The 45Y tax credit is a US federal clean electricity production tax credit introduced under the Inflation Reduction Act. It is designed to support investment in lower-carbon electricity generation technologies. Whether combined heat and power systems qualify under the 45Y framework has significant implications for the economics of CHP deployment in data center infrastructure. Favorable eligibility would materially improve the financial case for high-efficiency CHP systems at a time when the data center sector is evaluating distributed generation as a primary infrastructure option rather than emergency backup alone.
What is structured transition thinking in data center energy infrastructure?
Structured transition thinking is an approach to infrastructure design that recognizes systems deployed today to solve immediate power availability challenges do not need to become stranded assets as conditions evolve. Rather than optimizing for a single operating condition, structured transition thinking designs infrastructure with future integration in mind, allowing combined cooling and power, thermal recovery, lower carbon fuels, and wider hybridization strategies to be incorporated progressively over time as operational requirements, technologies, and grid conditions change. The objective is infrastructure that meets immediate deployment needs while preserving the ability to improve performance across its operational life.

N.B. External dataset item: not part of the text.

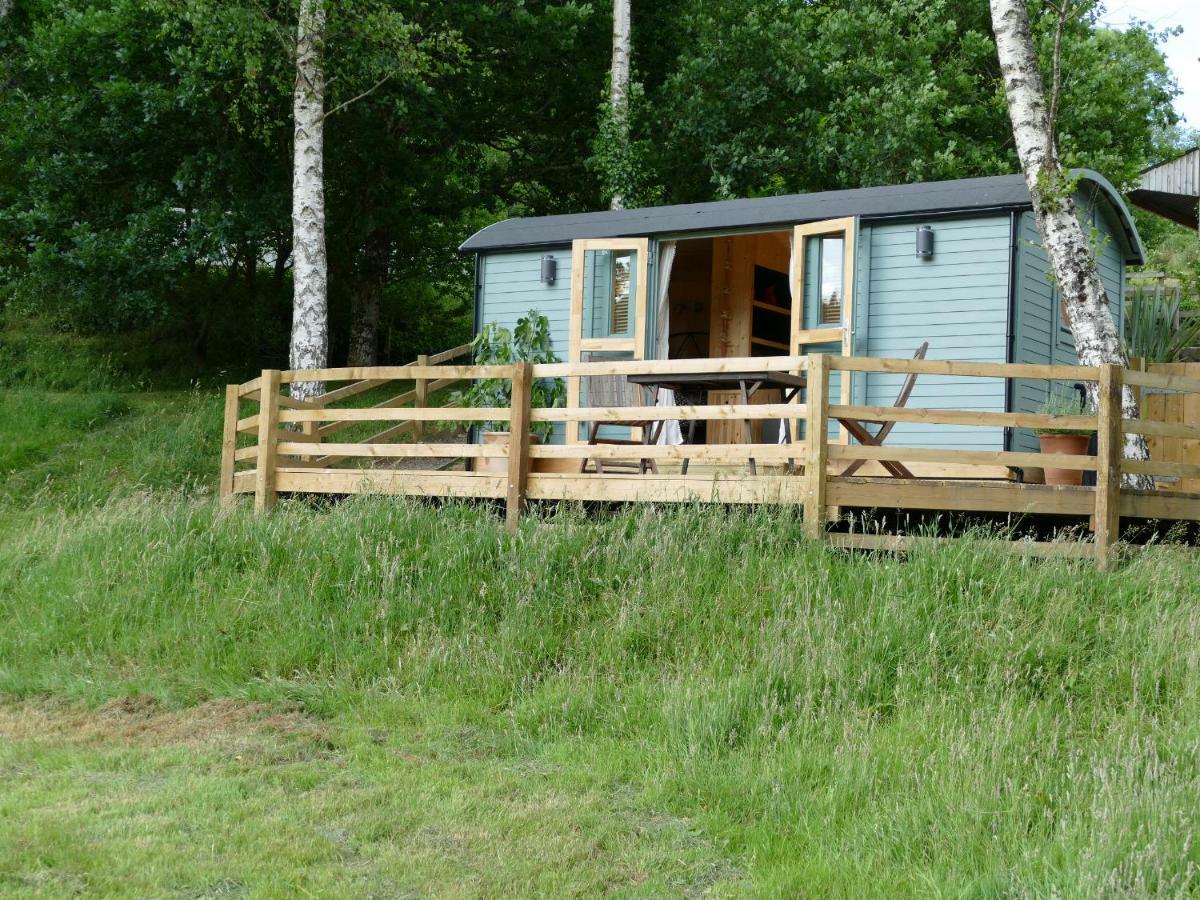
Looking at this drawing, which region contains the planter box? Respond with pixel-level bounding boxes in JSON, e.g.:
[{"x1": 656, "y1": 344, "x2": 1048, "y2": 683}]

Why are combined cooling and power technologies underutilized in current data center deployment strategies?
Despite practical opportunities to reduce electrical chiller demand, improve overall site efficiency, and support lower carbon trajectories through integrated energy system design, combined cooling and power technologies are not being sufficiently considered within many current deployment pathways. A primary reason is that different parts of the infrastructure ecosystem are moving at different speeds with different priorities. Operators are focused on deployment speed. Cooling specialists are prioritizing water reduction and dry cooling. Sustainability teams are targeting carbon outcomes. Limited integration between these objectives at a systems level means that technologies capable of addressing multiple challenges simultaneously are being overlooked.
What practical barriers does the CHP industry face in the data center market?
Several deployment hurdles affect CHP adoption in modern data center environments. Space constraints within campus developments influence technology selection and limit the footprint available for onsite generation and heat recovery equipment. Water consumption perceptions remain sensitive, particularly in regions where data center water use is under scrutiny. Above all, developers are prioritizing deployment certainty and speed, which creates pressure on any technology that requires additional design complexity or longer procurement timelines. Success for the CHP industry in this market will depend on delivering systems that align with how the market is actually moving rather than promoting traditional efficiency arguments that do not address immediate deployment realities.
Why is the data center energy conversation shifting from individual technologies to integrated systems?
The challenges now facing AI infrastructure development cannot be solved by optimizing any single variable in isolation. Speed-to-power, operational resilience, cooling efficiency, carbon trajectory, and long-term lifecycle performance are increasingly interconnected. Addressing one without considering the others creates infrastructure that performs well on a single metric but struggles under real-world conditions across a twenty-year asset life. The technologies needed to address these challenges simultaneously already exist. The barrier is coordinating them into infrastructure strategies that reflect both immediate deployment realities and long-term transition goals, which requires systems-level thinking rather than technology-by-technology evaluation.